ANNA MARIA ISLAND – Island voters will help determine whether the Manatee County School District is the beneficiary of a one-mill property tax increase.
The decision will be made during the countywide referendum election that concludes on Tuesday, March 20.
The School Board is asking county voters to impose a new tax that would result in residential and commercial property owners paying an additional $1 of ad valorem taxes for every $1,000 of assessed property value.
The referendum fact sheet posted at the school district website estimates the new tax would generate $33 million annually for the next four years. If approved, the one-mill tax would be up for renewal in four years, as is the case this month for the one-mill school tax Sarasota County voters adopted 16 years ago.
“Manatee County schools are losing teachers and support staff to districts that pay more. The number of job vacancies keeps growing and often exceeds 100 positions, causing excessive use of substitutes.
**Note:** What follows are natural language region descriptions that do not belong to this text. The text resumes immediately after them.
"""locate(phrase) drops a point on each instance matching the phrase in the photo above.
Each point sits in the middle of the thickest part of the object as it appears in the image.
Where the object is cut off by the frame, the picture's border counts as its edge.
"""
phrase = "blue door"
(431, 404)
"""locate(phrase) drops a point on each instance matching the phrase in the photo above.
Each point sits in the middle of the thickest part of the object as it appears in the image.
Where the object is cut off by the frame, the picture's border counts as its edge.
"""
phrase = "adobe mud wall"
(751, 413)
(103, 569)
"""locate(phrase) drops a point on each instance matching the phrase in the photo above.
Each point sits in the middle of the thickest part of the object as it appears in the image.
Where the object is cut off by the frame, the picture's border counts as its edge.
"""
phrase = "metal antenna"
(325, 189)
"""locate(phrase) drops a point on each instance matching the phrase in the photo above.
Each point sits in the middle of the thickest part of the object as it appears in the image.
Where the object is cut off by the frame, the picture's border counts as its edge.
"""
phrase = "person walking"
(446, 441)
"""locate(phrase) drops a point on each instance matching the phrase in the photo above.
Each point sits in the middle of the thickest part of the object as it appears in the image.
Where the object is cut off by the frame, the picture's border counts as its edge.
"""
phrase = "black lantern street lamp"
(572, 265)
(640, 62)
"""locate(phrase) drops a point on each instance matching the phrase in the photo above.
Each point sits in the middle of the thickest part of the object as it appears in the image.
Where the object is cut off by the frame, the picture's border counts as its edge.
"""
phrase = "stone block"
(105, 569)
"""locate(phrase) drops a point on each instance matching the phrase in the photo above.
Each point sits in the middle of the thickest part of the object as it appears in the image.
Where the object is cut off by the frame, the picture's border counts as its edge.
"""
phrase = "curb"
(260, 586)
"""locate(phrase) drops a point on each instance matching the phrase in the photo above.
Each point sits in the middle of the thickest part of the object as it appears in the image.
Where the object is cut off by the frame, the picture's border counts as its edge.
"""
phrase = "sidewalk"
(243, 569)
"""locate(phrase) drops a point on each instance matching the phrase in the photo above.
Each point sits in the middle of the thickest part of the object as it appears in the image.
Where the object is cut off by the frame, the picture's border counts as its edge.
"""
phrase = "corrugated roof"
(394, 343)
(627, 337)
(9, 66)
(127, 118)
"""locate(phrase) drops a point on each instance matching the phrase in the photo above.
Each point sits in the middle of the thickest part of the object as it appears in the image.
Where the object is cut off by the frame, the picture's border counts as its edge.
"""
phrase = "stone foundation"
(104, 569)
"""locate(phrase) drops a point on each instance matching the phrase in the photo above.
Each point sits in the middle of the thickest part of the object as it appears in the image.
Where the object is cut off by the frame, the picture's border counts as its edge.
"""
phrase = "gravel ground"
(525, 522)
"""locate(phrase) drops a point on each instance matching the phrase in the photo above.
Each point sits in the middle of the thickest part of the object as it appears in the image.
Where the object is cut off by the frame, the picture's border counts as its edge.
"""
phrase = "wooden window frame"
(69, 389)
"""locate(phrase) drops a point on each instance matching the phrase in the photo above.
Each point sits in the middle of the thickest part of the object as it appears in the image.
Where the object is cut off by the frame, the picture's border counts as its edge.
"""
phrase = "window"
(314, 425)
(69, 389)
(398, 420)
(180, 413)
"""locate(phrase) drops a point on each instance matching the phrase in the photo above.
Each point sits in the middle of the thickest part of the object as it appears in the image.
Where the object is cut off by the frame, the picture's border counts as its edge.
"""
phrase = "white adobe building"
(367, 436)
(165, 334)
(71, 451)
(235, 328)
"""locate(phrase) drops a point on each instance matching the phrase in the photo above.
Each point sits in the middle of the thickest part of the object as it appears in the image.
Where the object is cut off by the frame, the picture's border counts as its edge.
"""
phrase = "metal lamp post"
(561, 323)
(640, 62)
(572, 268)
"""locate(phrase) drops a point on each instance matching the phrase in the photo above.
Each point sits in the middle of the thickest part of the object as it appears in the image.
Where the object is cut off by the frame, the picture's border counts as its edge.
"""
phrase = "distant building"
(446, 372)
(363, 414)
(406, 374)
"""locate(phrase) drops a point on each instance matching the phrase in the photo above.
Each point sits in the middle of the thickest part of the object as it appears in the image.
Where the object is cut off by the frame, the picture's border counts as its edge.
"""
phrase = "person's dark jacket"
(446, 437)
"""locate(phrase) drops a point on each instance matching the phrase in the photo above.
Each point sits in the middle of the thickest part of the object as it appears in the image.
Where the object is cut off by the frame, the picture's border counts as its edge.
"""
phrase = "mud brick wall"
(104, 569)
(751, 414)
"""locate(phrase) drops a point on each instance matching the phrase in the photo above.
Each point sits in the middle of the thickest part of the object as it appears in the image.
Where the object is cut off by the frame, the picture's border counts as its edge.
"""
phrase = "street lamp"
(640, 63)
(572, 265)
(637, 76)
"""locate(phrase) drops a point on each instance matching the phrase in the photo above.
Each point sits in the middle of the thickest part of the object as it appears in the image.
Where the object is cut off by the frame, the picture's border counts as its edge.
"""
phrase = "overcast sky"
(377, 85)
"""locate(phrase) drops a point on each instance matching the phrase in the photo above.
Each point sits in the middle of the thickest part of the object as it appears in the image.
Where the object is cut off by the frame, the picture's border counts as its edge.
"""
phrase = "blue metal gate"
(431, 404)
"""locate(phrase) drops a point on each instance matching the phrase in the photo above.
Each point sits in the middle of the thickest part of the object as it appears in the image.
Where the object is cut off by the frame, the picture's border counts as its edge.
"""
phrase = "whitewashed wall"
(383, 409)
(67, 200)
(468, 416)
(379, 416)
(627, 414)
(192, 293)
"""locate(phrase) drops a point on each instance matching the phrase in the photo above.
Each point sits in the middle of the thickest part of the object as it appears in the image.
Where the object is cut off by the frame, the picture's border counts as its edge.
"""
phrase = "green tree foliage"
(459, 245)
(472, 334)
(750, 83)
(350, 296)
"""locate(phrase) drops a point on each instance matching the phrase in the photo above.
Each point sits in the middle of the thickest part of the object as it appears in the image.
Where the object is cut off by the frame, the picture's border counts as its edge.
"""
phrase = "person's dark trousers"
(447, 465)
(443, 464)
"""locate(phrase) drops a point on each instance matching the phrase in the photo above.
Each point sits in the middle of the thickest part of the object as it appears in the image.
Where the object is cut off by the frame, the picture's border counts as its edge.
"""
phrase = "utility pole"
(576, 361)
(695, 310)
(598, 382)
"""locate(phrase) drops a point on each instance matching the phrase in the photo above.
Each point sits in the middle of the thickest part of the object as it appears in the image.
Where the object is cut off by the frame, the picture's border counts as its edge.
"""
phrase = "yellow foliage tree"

By extending the school day by 30 minutes and offering reasonable pay, schools will be able to improve academic achievement and keep their best teachers while also expanding career, technical and science/engineering programs. Sarasota students get one full year of additional instructional time over Manatee students during a K-12 career,” according to the fact sheet.
The assumption is that pay raises made possible by additional tax revenues would prevent teachers and other staff members from leaving to take higher paying jobs in neighboring Sarasota County. Bus drivers, cafeteria workers, guidance counselors and other support staff also receive raises, and charter schools would receive a share of the tax revenues.
The fact sheet says the extra mill would cost the owner of a $225,000 home about $200 a year. One mill assessed to property with a taxable value of $225,000 would result in a $225 annual tax increase.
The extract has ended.